Third, we are constantly innovating to kick-start future-ready solutions. Since January, we have been trialling Municipal 360. Routine feedback submitted through the OneService App will be routed directly to agencies’ contractors for speedier resolution. Residents will be updated with photos of work done directly by the municipal worker. Last November, MSO hosted the OneService-Industry eXchange for public and private organisations to share ideas and co-develop solutions for municipal operations. With more collaboration and experimentation, residents can look forward to smarter, more customised service improvements.

Connecting the Community to Co-create a Better Living Environment for All

Even as we expand technological connectivity, we want to connect residents with each other to co-create a better living environment for all. We agree with Mr Amrin Amin’s suggestion to consider the diverse views of residents. Certainly, as part of SGTogether, we will enable each and every one to have a say, and exercise collective choices that will impact their living environment.

For a start, we have included new OneService App features to activate our community to make the changes they want to see. Residents will be able to poll on local improvement works through “What Say You?” surveys and use the “Community Challenge” feature to take bite-size, meaningful actions that help address issues that concern them.

We must also augment hardware with “heartware”, by nurturing more community participation and partnership. During a pilot in Yio Chu Kang to reduce high-rise littering and pigeon issues, the dedication of the Residents’ Committee community leaders to educate residents personally was critical in tackling the root cause: human behaviour. Post-pilot, we saw an 80% reduction in related feedback. We have formalised a programme to equip community leaders and Town Councils in all towns with advice and resources to tackle these issues.

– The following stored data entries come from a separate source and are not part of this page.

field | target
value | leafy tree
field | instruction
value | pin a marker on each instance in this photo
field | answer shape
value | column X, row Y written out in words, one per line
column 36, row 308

We welcome residents to come on board in a variety of ways – as individuals, to inject their unique perspectives; and as a community, to build consensus amid diverse views. For example, MSO is partnering MCCY in the “Love Our ’Hood” initiative that testbeds various resident participation models to co-create solutions for municipal issues in their neighbourhoods. Through these projects, we will develop resources that other community groups can use when launching future ground-up initiatives.


To sum up, there are many good ideas, diverse talents, and new solution possibilities across the community, industry and agencies. We want to harness these to achieve our common goal of improving our living environment, the SGTogether way. In 2020, we will remain steadfast in our goal, to deliver connected services for a connected community. Thank you.